Using the DISC Personality System in Decision Making
The DiSC model of personality can help analyze your own preferred behavioral style, and those of your team members.
By understanding your own profile, you can manage your work so it suits your preferences. And you can help people understand their differences so they can work more effectively together, by sharing DiSC profiles within your team.
In his 1928 book “Emotions of Normal People,” William Moulton Marston developed what we know and use today as the DISC Personality System
He defined the four quadrants of DISC and the associated predictable traits that we act out in our everyday lives and defined the four quadrants of personality as Dominance, Influence, Steadiness, and Compliance
He saw our DISC personality styles as being both internal and innate, but impacted largely by our external environment.
This means DiSC profiling is a useful tool to help you improve team working, recruitment and retention, customer service, and resolve interpersonal issues.
When making important decisions, are you the sort of person who naturally jumps right in, the sort of person who first makes a detailed plan, or the sort of person who tries to minimize risk?

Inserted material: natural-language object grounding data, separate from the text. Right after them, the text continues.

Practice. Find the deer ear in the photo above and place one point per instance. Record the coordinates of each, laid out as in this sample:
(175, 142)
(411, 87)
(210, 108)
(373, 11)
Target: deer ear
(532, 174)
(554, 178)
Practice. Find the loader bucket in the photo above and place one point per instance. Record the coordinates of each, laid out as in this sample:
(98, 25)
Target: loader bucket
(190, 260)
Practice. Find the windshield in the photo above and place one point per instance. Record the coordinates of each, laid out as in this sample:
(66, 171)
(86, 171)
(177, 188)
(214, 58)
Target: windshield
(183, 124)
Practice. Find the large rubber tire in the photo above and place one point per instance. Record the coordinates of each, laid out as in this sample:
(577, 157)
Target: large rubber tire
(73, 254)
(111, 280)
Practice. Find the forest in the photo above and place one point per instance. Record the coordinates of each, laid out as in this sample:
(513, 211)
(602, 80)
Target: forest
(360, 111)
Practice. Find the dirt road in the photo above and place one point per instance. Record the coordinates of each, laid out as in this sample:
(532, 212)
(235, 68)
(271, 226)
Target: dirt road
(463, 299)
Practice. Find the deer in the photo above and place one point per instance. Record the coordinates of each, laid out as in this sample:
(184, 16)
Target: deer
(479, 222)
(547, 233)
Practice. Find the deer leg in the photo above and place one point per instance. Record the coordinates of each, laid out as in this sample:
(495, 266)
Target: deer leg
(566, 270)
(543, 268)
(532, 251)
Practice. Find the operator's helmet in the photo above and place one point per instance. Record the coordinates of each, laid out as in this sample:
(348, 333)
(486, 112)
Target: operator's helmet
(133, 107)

Whatever your preferred natural style, understanding your dilemma from a different perspective can help you to make better decisions by paying attention to your natural weaknesses.
Dominance: a person who is naturally driven and assertive. and assertive.
Influence: a person who likes to make use of social connections and verbal communication.
Steadiness: a person who is naturally thoughtful, patient, and persistent.
Caution: a person who naturally has great attention to detail.
Using DISC to approach a problem
DOMINANCE Perspective
To examine the decision to be made from the D-Perspective, ask questions from the D-Style, such as what would you do if you could not fail? What are the quickest ways past the obvious challenges that lie ahead? What action needs to be taken immediately?
INFLUENCE Perspective
When considering the problem from the I-Perspective, use questions such as who do I know that could help me with this? Is there a partnership to be made? Can Linkedin or another social media site help me with this?
STEADINESS Perspective
Questions to ask when facing a potential decision from the S-Perspective include, what information am I missing? Do I fully understand the possible options? Can I backtrack if this turns out to be a mistake? Is there anything I’ve overlooked?
CAUTION Perspective
When considering things from the C-Perspective, ask questions like how can risk be minimized? What is my Plan B if Plan A fails? Is there a simpler way of doing it? What possible things might go wrong?
Once you have analyzed the problem/decision from all four different perspectives you will be in a better position to take a course of action. Even if you still decide on your original instinctive course of action, you will have the advantage of at least considered perspectives that don’t come naturally to you.